魚は豊洲市場から仕入れていますが、当店のために脂ののった旬の魚を競り落とし、他には出回らないように確保してくださることもあります。「今はどこの魚がいい」「この魚は今年はまったく入ってこない」といった市場のリアルな情報も、日々共有していただいており、スタッフ間でもしっかり情報共有を行っています。

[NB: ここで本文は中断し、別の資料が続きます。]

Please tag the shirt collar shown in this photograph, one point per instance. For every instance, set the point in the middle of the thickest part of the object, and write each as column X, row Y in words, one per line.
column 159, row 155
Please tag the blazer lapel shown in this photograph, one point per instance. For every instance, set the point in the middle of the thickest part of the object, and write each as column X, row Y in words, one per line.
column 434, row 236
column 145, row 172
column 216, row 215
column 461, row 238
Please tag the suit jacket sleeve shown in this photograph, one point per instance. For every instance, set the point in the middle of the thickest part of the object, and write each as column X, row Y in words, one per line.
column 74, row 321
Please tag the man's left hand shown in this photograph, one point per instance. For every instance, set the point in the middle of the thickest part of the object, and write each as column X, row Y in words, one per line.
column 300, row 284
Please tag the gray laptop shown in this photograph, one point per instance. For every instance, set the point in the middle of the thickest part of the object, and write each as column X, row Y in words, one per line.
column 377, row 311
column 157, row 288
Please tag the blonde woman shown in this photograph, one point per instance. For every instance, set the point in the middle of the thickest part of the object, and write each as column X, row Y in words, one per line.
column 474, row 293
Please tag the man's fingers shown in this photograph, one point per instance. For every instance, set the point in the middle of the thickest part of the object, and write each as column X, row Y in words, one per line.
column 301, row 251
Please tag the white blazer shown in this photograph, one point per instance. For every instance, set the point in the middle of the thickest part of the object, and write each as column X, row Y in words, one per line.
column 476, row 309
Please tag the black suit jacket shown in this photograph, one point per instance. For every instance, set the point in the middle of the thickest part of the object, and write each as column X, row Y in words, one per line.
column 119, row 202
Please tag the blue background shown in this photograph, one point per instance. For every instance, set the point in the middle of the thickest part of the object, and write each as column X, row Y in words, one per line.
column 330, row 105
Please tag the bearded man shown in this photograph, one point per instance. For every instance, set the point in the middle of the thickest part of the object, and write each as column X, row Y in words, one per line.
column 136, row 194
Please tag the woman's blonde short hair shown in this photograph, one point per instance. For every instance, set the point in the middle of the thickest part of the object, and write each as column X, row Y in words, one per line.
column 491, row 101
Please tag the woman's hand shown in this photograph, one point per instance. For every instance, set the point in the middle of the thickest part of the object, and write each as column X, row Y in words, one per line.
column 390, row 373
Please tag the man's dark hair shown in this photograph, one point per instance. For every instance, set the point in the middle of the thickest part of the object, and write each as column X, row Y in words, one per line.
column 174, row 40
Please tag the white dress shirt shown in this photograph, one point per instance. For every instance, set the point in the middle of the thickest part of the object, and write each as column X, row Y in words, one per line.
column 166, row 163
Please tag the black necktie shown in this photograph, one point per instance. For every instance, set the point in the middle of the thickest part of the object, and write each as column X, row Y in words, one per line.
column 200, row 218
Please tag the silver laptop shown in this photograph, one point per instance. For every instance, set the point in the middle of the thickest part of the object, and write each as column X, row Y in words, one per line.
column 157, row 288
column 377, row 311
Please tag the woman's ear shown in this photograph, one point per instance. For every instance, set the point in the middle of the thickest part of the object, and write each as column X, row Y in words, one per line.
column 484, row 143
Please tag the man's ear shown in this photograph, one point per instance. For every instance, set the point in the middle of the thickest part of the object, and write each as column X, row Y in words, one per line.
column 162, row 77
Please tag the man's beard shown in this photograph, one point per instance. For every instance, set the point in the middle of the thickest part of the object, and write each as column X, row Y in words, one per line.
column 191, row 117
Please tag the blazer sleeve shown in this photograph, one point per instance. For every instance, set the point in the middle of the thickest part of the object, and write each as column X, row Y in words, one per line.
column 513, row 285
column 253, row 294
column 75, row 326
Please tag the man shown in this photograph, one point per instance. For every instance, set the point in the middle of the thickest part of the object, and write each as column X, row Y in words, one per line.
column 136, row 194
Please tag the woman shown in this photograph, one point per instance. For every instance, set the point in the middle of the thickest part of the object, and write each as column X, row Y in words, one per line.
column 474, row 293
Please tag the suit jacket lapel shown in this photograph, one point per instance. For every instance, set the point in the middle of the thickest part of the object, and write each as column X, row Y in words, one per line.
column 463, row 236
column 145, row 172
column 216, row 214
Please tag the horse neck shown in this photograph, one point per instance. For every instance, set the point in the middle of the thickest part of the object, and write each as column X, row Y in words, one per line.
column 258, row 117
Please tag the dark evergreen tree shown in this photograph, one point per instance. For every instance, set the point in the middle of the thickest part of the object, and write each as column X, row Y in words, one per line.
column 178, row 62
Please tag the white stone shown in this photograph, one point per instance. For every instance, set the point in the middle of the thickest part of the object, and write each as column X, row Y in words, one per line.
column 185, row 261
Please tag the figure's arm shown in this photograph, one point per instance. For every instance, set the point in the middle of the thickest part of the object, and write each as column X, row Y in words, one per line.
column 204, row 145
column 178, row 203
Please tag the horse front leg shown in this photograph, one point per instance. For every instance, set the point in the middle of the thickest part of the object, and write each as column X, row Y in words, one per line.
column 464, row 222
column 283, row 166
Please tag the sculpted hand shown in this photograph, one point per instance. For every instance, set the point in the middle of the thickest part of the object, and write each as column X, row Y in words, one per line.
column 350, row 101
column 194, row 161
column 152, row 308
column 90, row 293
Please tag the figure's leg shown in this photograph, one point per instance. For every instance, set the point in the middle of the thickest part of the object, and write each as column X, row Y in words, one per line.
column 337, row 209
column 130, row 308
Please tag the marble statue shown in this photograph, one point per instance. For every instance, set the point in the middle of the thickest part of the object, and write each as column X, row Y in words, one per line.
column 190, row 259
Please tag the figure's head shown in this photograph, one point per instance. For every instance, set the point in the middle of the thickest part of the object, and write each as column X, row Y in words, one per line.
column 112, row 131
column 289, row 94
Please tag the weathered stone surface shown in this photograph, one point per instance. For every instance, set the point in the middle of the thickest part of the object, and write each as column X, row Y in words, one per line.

こうした知識があることで、お客様との会話の中で魚について聞かれたときも、自信を持って答えることができます。意欲あるスタッフは、帰宅後にノートに書き留めて復習するなど、自らの成長に熱心に取り組んでいます。
扱う魚は毎日異なり、種類によって切り方も温度管理も変わります。骨抜きは「ここまでやるのか」と思うほど徹底し、シャリの握り加減も魚ごとに調整しています。カスゴダイやアナゴはふわっとやわらかく、トロは口に入れた瞬間にとろけるような握りに。おぼろやかんぴょう、ポン酢もすべて自家製。シャリの割合まで含めて、惜しみなく伝えています。
ここで働くことで、ただ調理をするだけでなく、食材の背景やお客様の反応まで、すべてを体験として学ぶことができます。その一つひとつが、自分の財産になっていきます。
腕を磨き、人との縁を広げる「なんば流」
「魚を見る目を養うには、現場に足を運ぶことも大切」。そう考えている当店では、ときには市場見学として豊洲に同行してもらうこともあります。その場では「うちの若い衆です、よろしくお願いします」と仲買人さんに紹介し、顔をつなぐ機会もつくっています。
米や小物、包丁、マグロなど、どこから何を仕入れているのかも、すべてオープンに伝えています。ただ魚を捌くだけでなく、「なぜこの魚を選ぶのか」「なぜこの人から買っているのか」に気づけるようになると、食材を見る目が一段と深まります。
ここで過ごす時間の中で、魚の知識も、仕入れ先とのつながりも、人としての信用も蓄えていくことができます。真面目に取り組めば、5年ほどで独立も可能。実際に問屋へ一緒に足を運び、仕入れ先との関係を築くサポートもしています。
すしの世界を選んだのも、きっと何かのご縁。まずはここで挑戦してみてください。すしという仕事の奥深さと面白さを、きっと体感できるはずです。